= Imtiaz Sheikh =

Imtiaz Sheikh is a British Ugandan field hockey player of Indian ancestry. Sheikh's hockey career has spanned over 65 years, competing in high calibre hockey clubs and international hockey. Taking part in World Cup, European Championships, managing England hockey and coaching at all levels.

Imtiaz Sheikh in 2025

== Early life ==
Imtiaz Sheikh was born in Uganda, Mbale on 28 February 1947. His father born in Amritsar, India, a wealthy business-man and politician. Sheikh's interest in sport initially began with tennis, he was Uganda Junior and Open Singles Champion.

Sheikh started playing hockey at the age of 12; his natural ability, talent and passion was displayed at this young age. He attended Mbale Senior Secondary School. At the age of 16, he became the youngest player to join the Uganda Hockey Squad.

Imtiaz Sheikh moved to London in 1969 to attend university. However, after Idi Amin's, expulsion of Asians in 1972, Sheikh and his family, were forced to leave Uganda and move to the UK permanently.

== Club career ==
Imtiaz Sheikh began his sporting career, becoming the singles club tennis champion with South Croydon, South Hampstead Tennis Club and Wickham Sports Club.

Once in the UK, Sheikh settled in London, joined Hendon Hockey Club from 1972 to 1974. From 1977, Sheikh's involvement became extensive in English field hockey, taking part in The Men's National Inter League Championship which brought together the winners of their respective regional leagues. Imtiaz Sheikh, joined Blackheath Hockey Club, and became the Captain, excelling and became the Winners of the National Indoor Championships in 1975. Sheikh joined Southgate Hockey Club, the championship and was won by Southgate. He then joined Slough Hockey Club and achieved further success. In later years he joined Indian Gymkhana and they won several national championships.

Competing at the National Indoor Championships, at Crystal Palace National Sports Centre, which was televised by the BBC, for the Benson and Hedges Championship Cup 1977. Sheikh won the gold award, for the outstanding individual performance in the final match, scoring 4 of the 6 goals.

Sheikh won several County Championships for Middlesex County, his winning goal won the title for the County in 1977.

== England Hockey ==
Imtiaz Sheikh continued his hockey career to England Masters. Representing England at various international tournaments, including the Grand Masters World Cup and the European Championships, winning 5 European and 4 World Cups.
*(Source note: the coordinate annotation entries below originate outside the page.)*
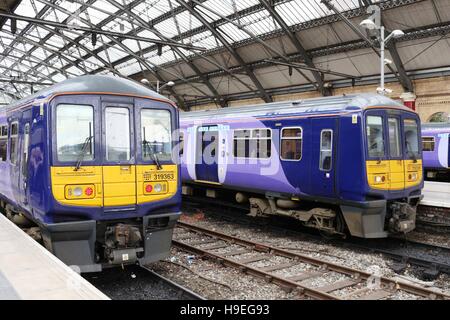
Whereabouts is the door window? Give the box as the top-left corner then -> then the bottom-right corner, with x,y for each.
388,118 -> 401,158
319,129 -> 333,171
9,122 -> 19,165
22,123 -> 30,178
0,126 -> 8,161
105,107 -> 131,162
422,137 -> 434,151
403,119 -> 419,158
281,128 -> 303,160
366,116 -> 385,158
In Hong Kong, at the Grand Masters World Cup, Sheikh won the World Cup Player of the Tournament, after winning 4–1 to Australia in October 2008. Additionally, at Real Club de Polo de Barcelona, in the World Cup 2018, Imtiaz Sheikh won the award for Leading Goal-scorer.

Whilst managing England Masters, (O65) he won the World Cup and European Cups. Having won the Grand Masters World Cup title in Cape Town in August 2024, he retained the title in August 2026 in Netherlands. Winning the above title as a manager, he also won the World Cup as a player, in the International Masters Cup.

Sheikh was the Chairman of the LX Club from 2012 to 2015.

He was awarded the Presidents Award; for outstanding performance and service provided for the enhancement of Masters hockey, which was awarded by the World Grand Masters Association.

== Coaching career ==
Imtiaz Sheikh is a qualified hockey coach. He has coached many Universities, including Oxford University, Imperial College London, King's and Alleyn, Royal Holloway, Guys' Kings and St Thomas's.

In 2026 he has been engaged to coach University College London.

== Present ==
Imtiaz Sheikh is currently the England Hockey lead and manager for the Current Men's Squad, Over 65s, for Masters England Hockey. He is also actively involved at playing level.

Sheikh umpires and plays for Bromley and Beckenham Hockey Club.

He also umpires in the South East of England, in various leagues.

== Personal life ==
Imtiaz Sheikh married Zahida, in 1978, and have two children, twins, Tahir and Tahira. He lives in Surrey, England.